Oh, and today I mailed a copy of my lease to a friend by certified mail, being as the lawyer I spoke to yesterday was worried that since the lease wasn't actually signed on every page, that the landlady would change it to include a clause about bicycles being explicitly not allowed.

I'm at the National Library (BN) right now, and I really should get back to work. The thing is, the wireless connection in the building was "upgraded" a few days ago, and now the connection in my room is crappy. Grumble.


Blogger Zora said...

Ack--outrage! I can't believe these old ladies. My old landlady was like that too, freaked about me carrying my bike inside. "You ride in the gutter," she said. "Where the dogs do their business." So maybe you can offer to disinfect the tires or something?

11:20 AM  
Blogger AV said...

Well, I did go see a lawyer, and today when the landlady was like, so, you're all set to leave, right, you have a new place, I told her that it was illegal for her to kick me out. And she freaked out, and told me that I deceived her by not telling her that I had a bicycle, and that the United States might be one way, but Spain is a place where you don't put bicycles inside. Did I mention that the owner of the apartment where Cervantes had lived _didn't care_ if there was a bike inside--in the hallway, in the bedroom, he didn't care. Anyhow, the landlady is now not kicking me out, saying that she never would have thrown me and my stuff out, etc. etc. Anyhow, if I find a place that suits, I guess I'll move, but if not, I'm staying put. She tried to convince me that it was a private contract that had no legal standing since it wasn't notarized, which apparently costs an arm and a leg here, and that different lawyers will tell you different things, but I think she's bluffing, because bicycles are, of course, inanimate personal property that cannot be legislated.

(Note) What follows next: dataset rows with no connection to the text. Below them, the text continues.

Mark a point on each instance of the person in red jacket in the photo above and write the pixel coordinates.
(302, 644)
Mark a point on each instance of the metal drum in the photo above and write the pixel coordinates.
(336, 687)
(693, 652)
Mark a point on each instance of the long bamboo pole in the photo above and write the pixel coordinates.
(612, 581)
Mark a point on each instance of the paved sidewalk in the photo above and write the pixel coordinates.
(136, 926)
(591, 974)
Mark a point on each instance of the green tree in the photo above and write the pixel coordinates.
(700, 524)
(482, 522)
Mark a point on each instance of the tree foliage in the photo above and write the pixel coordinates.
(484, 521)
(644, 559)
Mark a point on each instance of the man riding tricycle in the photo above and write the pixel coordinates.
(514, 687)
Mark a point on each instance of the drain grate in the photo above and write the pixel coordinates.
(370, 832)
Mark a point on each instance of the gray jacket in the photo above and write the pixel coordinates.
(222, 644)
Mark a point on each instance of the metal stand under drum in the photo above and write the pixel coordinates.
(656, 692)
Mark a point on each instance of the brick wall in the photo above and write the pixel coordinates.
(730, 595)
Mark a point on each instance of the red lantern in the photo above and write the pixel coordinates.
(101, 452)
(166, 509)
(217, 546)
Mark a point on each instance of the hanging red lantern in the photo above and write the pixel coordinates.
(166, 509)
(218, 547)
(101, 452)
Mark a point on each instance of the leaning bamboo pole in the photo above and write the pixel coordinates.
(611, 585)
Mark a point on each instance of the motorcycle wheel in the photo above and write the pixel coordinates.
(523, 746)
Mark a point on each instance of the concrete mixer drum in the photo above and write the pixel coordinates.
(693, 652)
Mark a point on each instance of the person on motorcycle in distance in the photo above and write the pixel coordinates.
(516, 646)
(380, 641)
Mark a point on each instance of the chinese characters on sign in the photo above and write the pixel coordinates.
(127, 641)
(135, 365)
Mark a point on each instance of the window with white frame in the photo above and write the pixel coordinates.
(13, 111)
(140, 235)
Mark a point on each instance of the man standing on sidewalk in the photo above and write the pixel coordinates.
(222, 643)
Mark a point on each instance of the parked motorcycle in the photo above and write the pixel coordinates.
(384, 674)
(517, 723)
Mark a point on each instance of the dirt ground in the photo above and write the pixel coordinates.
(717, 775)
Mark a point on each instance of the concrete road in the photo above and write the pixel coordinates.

I posted my gripe/question on the spain bicycle activist web site, and peopel were really nice and didn't seem to know the legality of it, but had a good old time complaining about anticyclist freaks. Speaking of the gutter, where dogs do their business, I can see not allowing bikes in the house _if you don't allow shoes in the house_, but given that bicycle wheels have such a small surface area that touches the ground at any given moment, shoes are actually much dirtier than bicycle wheels. Anyhow, the landlady went on and on about how it's normal to ask to bring anything into the house, and how the girl who's int he other room had asked permission to bring her stereo, and her television. What a freak (both the landlady and the girl, if she did indeed ask.) Grumble.